Mia Couto
Mar me quer
Sou feliz só por preguiça. A infelicidade dá uma
trabalheira pior que doença: é preciso entrar e sair dela, afastar os que nos
querem consolar, aceitar pêsames por uma porção da alma que nem chegou a
falecer.
— Levanta, ó dono das preguiças.
É o mando de minha vizinha, a
mulata Dona Luarmina. Eu respondo:
— Preguiçoso? Eu ando é a embranquecer as palmas das mãos.
—Conversa de malandro…
—Sabe uma coisa, Dona Luarmina? O trabalho é que escureceu o pobre do
preto. E, afora isso, eu só presto é para viver…
Ela ri com aquele modo apagado
dela. A gorda Luarmina sorri só para dar rosto à tristeza.
—Você, Zeca Perpétuo, até parece mulher…
—Mulher, eu?
—Sim, mulher é que senta em esteira. Você é o único homem que eu vi
sentar na esteira.
—Que quer, vizinha? Cadeira não dá jeito para dormir.
Ela se afasta, pesada como
pelicano, abanando a cabeça. Minha vizinha reclama não haver homem com miolo
tão miúdo como eu. Diz que nunca viu pescador deixar escapar tanta maré:
—Mas você, Zeca: é que nem faz ideia da vida.
—A vida, Dona Luarmina? A vida é tão simples que ninguém a entende. É
como dizia meu avô Celestiano sobre pensarmos Deus ou não-Deus…
Além disso, pensar traz muita
pedra e pouco caminho. Por isso eu, um reformado do mar o que me resta fazer?
Dispensado de pescar, me dispenso de pensar. Aprendi nos muitos anos de
pescaria: o tempo anda por ondas. A gente tem é que ficar levezinho e sempre
apanha boleia numa dessas ondeações.
—Não é verdade, Dona Luarmina? A senhora sabe essas línguas da nossa
gente. Me diga, minha Dona: qual é a palavra para dizer futuro?
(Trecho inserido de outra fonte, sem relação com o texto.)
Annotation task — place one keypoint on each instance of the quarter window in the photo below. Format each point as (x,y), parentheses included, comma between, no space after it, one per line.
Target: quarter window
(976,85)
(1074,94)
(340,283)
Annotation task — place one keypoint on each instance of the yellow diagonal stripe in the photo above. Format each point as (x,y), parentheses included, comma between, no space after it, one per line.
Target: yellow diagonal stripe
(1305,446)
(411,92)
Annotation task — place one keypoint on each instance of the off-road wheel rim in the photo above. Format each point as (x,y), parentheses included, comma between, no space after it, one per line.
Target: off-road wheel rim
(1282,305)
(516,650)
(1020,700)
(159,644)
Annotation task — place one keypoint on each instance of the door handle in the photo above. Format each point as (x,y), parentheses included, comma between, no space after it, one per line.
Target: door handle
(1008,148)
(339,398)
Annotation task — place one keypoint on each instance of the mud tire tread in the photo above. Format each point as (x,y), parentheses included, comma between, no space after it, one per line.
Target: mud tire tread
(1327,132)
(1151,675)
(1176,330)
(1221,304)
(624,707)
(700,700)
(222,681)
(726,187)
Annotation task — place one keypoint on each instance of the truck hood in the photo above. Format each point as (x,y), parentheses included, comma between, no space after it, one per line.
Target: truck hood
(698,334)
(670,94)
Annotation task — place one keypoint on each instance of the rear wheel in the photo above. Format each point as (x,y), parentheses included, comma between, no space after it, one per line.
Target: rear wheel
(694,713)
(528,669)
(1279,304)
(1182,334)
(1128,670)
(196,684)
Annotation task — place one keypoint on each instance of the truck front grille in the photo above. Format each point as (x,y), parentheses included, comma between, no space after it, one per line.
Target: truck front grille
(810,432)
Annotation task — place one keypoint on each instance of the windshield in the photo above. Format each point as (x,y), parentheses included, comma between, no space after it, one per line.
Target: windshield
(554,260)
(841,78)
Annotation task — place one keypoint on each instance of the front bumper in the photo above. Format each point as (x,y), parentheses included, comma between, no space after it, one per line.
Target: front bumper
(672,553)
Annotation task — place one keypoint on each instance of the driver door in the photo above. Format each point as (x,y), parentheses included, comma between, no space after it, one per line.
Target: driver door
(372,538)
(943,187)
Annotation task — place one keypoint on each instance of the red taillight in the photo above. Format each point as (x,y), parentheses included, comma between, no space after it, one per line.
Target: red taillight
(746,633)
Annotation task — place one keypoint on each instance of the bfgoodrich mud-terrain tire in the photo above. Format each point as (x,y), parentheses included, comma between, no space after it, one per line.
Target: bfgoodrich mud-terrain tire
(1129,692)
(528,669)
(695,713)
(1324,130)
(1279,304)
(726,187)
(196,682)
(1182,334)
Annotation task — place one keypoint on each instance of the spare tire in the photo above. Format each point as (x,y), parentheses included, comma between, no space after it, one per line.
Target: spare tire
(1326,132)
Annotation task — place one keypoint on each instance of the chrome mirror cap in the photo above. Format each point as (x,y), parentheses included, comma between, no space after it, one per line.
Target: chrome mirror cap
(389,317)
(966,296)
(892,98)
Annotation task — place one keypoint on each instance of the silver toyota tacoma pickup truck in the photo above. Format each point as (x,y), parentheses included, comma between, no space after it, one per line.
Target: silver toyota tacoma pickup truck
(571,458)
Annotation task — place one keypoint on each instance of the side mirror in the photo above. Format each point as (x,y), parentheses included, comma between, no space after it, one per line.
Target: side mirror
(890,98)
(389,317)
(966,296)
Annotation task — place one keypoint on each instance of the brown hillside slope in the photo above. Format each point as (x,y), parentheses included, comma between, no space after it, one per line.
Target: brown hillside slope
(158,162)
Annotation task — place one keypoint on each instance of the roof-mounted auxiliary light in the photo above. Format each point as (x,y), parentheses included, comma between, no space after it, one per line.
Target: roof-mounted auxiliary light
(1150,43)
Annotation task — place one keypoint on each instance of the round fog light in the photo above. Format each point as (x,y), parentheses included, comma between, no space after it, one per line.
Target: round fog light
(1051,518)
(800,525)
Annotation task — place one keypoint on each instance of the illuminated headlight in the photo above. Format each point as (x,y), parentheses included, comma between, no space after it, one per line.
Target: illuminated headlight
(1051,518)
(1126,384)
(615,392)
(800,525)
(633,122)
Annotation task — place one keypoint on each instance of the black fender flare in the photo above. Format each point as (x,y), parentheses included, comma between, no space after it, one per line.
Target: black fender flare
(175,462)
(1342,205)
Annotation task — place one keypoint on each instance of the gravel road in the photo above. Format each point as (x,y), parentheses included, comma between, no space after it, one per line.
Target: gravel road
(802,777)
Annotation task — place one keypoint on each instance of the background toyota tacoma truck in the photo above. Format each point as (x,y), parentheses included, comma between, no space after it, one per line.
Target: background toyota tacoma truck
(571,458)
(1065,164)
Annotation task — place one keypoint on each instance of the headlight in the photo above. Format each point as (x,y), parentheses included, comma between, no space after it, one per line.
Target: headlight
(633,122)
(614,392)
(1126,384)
Sim, como se diz futuro? Não se
diz, na língua deste lugar de África. Sim, porque futuro é uma coisa que
existindo nunca chega a haver. Eu me suficiento do actual presente. E basta.
—Só eu quero é ser um homem bom, Dona.
—Você é mas é um aldrabom.
Fonte: Mia
Couto (2000). Mar me quer, 8.ª ed.
Lisboa: Editorial Caminho, pp. 9-10.